1 /*
2 ********************************************************************************
3 *   Copyright (C) 1997-2014, International Business Machines
4 *   Corporation and others.  All Rights Reserved.
5 ********************************************************************************
6 */
7 
8 #ifndef FILTEREDBRK_H
9 #define FILTEREDBRK_H
10 
11 #include "unicode/utypes.h"
12 #include "unicode/brkiter.h"
13 
14 #if !UCONFIG_NO_BREAK_ITERATION && !UCONFIG_NO_FILTERED_BREAK_ITERATION
15 #ifndef U_HIDE_INTERNAL_API
16 
17 U_NAMESPACE_BEGIN
18 
19 /**
20  * \file
21  * \brief C++ API: FilteredBreakIteratorBuilder
22  */
23 
24 /**
25  * The BreakIteratorFilter is used to modify the behavior of a BreakIterator
26  *  by constructing a new BreakIterator which suppresses certain segment boundaries.
27  *  See  http://www.unicode.org/reports/tr35/tr35-general.html#Segmentation_Exceptions .
28  *  For example, a typical English Sentence Break Iterator would break on the space
29  *  in the string "Mr. Smith" (resulting in two segments),
30  *  but with "Mr." as an exception, a filtered break iterator
31  *  would consider the string "Mr.
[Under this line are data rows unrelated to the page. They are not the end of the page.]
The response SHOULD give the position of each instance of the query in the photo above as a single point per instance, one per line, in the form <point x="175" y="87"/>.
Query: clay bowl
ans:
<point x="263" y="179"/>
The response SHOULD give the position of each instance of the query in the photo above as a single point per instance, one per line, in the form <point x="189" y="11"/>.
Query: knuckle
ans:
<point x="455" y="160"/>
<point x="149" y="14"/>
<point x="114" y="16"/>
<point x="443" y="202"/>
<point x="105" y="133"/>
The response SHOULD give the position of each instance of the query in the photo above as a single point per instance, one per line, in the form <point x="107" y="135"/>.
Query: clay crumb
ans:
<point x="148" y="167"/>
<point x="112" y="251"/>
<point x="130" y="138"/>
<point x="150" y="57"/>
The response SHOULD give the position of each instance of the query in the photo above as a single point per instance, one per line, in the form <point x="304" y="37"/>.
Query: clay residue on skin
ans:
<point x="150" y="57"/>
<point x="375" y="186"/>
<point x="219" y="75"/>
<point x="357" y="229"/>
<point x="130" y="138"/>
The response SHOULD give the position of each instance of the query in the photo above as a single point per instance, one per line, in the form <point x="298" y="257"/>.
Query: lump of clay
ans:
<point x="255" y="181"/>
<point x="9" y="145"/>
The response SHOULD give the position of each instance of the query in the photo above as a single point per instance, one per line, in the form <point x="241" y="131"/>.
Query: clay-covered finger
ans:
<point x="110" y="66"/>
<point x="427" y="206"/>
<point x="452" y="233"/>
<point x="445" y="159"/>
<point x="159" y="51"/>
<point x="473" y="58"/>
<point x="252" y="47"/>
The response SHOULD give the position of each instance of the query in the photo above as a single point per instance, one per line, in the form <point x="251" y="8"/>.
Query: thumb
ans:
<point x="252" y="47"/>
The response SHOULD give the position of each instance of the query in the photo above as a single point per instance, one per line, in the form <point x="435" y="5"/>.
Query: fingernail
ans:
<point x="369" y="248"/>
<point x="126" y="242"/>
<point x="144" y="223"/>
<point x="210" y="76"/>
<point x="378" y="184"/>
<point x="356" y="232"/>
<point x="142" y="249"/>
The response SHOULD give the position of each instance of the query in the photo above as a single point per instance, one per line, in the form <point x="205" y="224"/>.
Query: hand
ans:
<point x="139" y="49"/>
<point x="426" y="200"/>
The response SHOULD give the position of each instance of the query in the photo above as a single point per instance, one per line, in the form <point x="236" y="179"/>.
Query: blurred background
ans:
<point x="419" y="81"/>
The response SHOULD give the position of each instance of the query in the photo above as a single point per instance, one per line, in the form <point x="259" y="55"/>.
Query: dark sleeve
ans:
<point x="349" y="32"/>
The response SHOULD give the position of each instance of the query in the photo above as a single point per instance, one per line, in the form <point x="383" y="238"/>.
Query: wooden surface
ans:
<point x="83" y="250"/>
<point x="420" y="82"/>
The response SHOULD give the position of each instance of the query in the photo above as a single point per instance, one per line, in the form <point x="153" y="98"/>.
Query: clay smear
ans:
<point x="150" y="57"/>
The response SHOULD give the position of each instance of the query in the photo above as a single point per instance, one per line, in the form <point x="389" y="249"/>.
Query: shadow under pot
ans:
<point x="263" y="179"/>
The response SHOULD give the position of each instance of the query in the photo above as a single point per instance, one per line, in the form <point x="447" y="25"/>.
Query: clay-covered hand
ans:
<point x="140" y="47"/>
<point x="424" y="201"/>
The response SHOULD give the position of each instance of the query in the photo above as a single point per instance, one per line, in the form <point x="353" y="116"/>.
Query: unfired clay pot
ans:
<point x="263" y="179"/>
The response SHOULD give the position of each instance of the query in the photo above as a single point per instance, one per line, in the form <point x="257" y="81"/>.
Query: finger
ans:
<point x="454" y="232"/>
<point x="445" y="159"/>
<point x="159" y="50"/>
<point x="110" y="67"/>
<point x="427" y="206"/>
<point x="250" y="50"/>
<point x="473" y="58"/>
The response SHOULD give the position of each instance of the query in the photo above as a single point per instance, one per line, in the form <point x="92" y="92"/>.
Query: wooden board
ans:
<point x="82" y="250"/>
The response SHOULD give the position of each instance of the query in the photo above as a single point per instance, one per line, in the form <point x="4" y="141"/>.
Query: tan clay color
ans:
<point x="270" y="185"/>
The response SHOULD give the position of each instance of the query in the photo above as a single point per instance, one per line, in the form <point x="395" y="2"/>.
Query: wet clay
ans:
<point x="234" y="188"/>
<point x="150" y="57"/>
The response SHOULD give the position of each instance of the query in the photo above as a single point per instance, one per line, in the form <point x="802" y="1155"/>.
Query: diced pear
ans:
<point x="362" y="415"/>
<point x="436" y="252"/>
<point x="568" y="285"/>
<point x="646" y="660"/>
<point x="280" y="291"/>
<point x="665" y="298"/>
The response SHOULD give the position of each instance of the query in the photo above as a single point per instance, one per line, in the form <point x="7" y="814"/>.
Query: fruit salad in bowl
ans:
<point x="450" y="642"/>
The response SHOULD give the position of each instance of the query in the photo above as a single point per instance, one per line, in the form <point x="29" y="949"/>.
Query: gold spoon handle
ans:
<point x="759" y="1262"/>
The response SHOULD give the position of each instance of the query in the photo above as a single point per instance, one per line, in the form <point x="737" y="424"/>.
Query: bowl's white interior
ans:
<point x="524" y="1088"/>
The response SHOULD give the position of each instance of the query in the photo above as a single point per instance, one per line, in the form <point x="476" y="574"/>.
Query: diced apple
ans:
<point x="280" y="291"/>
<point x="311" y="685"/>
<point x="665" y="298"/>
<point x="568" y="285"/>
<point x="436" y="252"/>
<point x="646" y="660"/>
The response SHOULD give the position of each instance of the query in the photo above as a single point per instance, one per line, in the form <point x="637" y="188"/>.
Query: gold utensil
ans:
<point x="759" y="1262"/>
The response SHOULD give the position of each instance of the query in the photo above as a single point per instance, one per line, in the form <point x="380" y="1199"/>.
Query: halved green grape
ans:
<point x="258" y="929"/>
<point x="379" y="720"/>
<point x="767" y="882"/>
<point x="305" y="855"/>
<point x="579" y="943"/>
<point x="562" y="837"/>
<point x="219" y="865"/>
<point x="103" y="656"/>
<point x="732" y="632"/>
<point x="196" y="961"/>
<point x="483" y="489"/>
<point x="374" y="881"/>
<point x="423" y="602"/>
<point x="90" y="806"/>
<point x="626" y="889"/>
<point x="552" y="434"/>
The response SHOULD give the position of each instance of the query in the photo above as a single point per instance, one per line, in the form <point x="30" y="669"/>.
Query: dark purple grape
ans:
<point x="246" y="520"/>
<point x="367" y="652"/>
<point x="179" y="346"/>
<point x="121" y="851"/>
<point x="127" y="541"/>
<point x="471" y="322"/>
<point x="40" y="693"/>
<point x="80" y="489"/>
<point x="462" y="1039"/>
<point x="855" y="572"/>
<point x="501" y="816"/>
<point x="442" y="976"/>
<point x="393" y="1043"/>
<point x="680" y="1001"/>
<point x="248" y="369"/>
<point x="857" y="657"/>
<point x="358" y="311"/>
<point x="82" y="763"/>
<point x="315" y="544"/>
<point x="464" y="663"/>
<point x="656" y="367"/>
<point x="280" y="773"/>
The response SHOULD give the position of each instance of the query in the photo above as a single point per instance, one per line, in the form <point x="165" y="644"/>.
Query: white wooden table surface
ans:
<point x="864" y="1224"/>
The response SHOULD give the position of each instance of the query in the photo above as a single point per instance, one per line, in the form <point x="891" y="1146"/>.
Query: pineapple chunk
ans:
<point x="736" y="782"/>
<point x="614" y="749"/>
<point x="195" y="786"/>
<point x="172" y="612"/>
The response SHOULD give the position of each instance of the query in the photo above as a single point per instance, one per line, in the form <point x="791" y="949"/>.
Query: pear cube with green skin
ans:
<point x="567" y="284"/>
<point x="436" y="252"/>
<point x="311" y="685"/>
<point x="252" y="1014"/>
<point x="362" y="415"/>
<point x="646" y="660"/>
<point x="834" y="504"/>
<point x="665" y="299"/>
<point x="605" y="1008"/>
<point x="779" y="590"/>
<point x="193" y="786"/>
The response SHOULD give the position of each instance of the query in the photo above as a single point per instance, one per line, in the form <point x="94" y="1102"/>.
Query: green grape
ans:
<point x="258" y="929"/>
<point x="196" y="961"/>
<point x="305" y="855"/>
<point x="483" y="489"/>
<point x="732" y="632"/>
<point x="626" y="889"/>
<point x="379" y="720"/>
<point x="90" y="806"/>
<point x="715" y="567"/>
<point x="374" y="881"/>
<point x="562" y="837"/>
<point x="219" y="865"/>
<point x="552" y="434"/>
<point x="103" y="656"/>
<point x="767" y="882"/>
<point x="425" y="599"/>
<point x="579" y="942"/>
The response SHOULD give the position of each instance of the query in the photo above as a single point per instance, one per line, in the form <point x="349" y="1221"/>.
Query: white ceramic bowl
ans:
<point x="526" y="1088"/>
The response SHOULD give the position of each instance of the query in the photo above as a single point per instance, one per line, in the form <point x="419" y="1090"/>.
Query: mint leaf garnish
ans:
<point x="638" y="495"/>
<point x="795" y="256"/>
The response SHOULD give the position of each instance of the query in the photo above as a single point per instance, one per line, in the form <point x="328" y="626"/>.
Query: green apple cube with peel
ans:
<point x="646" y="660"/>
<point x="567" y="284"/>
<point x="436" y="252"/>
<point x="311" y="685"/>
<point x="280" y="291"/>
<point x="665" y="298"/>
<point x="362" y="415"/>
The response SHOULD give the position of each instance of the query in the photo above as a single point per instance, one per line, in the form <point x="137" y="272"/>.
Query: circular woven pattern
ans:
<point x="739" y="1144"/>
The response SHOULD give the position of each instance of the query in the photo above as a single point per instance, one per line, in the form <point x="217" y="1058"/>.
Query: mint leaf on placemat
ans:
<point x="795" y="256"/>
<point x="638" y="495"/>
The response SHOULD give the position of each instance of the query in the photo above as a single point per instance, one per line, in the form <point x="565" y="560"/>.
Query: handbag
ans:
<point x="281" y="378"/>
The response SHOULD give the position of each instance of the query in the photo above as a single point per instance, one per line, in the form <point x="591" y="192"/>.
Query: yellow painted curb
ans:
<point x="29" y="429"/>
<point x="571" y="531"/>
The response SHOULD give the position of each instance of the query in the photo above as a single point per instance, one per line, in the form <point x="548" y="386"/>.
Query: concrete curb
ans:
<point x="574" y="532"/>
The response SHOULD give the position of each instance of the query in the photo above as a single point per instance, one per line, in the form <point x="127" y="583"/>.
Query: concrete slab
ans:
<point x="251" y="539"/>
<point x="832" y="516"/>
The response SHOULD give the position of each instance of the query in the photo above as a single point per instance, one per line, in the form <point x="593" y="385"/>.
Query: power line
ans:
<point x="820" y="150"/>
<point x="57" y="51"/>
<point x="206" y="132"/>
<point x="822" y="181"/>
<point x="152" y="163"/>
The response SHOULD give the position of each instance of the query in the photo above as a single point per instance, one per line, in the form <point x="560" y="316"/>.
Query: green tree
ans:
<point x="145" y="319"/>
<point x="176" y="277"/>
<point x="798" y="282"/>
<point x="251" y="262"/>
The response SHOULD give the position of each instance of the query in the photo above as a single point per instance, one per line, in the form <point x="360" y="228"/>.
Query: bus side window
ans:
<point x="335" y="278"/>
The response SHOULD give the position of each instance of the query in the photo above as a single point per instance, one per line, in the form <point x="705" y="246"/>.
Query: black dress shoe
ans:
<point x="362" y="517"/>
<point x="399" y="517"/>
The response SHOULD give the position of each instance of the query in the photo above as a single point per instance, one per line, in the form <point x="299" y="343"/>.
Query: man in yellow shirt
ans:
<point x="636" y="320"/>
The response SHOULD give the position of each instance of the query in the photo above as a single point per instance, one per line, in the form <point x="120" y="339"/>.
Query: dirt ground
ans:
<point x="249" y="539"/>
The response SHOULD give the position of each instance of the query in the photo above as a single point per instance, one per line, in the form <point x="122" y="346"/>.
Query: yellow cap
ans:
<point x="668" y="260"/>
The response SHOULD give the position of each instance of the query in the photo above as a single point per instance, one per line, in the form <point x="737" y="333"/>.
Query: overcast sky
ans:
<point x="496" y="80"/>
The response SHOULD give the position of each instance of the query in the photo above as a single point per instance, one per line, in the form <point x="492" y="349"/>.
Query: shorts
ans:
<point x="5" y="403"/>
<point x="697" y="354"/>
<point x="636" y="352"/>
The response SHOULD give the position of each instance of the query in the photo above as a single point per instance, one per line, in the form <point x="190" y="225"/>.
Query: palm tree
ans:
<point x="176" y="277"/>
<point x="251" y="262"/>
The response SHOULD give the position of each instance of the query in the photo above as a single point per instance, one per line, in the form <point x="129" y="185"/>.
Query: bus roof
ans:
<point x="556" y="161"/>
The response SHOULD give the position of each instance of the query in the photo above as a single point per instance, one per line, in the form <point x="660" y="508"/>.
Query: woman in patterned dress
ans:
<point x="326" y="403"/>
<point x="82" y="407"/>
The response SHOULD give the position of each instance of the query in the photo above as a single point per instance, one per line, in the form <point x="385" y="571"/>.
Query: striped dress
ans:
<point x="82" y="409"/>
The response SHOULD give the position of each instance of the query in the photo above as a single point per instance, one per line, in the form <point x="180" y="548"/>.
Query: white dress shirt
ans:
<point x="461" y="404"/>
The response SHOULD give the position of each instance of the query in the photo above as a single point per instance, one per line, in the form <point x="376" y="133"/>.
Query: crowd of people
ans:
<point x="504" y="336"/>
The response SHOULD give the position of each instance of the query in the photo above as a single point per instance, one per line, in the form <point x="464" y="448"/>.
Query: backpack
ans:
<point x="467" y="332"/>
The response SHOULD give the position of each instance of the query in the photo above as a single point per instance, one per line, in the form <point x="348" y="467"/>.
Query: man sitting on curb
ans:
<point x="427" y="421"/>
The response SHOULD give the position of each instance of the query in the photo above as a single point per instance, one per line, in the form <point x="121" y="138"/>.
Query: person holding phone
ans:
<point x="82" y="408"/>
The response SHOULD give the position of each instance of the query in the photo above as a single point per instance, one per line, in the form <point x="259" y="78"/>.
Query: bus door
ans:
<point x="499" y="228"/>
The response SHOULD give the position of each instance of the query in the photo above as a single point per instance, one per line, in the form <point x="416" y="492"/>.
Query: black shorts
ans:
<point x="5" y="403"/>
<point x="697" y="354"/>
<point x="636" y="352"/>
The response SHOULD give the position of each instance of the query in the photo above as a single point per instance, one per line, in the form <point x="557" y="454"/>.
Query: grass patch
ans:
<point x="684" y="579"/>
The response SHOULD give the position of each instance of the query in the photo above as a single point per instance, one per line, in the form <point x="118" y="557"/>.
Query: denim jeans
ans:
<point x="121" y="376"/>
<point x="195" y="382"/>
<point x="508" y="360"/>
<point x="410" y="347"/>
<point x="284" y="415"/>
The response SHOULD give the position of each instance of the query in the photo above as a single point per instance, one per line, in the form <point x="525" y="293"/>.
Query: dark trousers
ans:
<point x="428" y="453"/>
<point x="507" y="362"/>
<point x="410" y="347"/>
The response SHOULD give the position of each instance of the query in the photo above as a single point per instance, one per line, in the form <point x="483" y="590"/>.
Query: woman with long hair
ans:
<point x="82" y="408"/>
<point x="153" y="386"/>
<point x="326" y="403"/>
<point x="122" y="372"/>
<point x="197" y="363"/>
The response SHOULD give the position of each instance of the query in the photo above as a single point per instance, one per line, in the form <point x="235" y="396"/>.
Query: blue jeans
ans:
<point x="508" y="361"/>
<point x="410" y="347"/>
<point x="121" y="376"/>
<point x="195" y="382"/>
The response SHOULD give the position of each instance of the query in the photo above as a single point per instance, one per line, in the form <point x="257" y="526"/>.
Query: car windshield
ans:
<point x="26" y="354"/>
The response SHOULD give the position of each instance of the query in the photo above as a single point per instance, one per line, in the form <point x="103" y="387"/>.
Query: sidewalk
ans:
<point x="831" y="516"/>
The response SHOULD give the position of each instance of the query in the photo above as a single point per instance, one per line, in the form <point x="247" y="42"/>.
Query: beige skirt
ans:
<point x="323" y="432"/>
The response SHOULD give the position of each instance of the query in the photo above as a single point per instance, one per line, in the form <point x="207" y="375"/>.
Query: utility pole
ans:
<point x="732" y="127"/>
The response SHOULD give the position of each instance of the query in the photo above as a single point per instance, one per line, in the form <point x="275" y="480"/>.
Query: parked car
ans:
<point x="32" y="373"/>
Smith" to be a single segment.
32  *
33  * <p><b>Note:</b> An instance of {@link BreakIterator} returned by this builder
34  * class currently does not support following operations in this technology preview
35  * version:
36  * <ul>
37  *   <li>{@link BreakIterator#next(int32_t) next(int32_t n)}</li>
38  *   <li>{@link BreakIterator#previous(void) previous(void)}</li>
39  *   <li>{@link BreakIterator#following(int32_t) following(int32_t offset)}</li>
40  *   <li>{@link BreakIterator#preceding(int32_t) preceding(int32_t offset)}</li>
41  * </ul>
42  * When one of above methods is called, BreakIterator.DONE will be returned immediately
43  * without updating the internal state.
44  *
45  * @internal technology preview
46  */
47 class U_I18N_API FilteredBreakIteratorBuilder : public UObject {
48  public:
49   /**
50    *  destructor.
51    * @internal technology preview
52    */
53   virtual ~FilteredBreakIteratorBuilder();
54 
55   /**
56    * Construct a FilteredBreakIteratorBuilder based on rules in a locale.
57    * The rules are taken from CLDR exception data for the locale,
58    *  see http://www.unicode.org/reports/tr35/tr35-general.html#Segmentation_Exceptions
59    *  This is the equivalent of calling createInstance(UErrorCode&)
60    *    and then repeatedly calling addNoBreakAfter(...) with the contents
61    *    of the CLDR exception data.
62    * @param where the locale.
63    * @param status The error code.
64    * @return the new builder
65    * @internal technology preview
66    */
67   static FilteredBreakIteratorBuilder *createInstance(const Locale& where, UErrorCode& status);
68 
69   /**
70    * Construct an empty FilteredBreakIteratorBuilder.
71    * In this state, it will not suppress any segment boundaries.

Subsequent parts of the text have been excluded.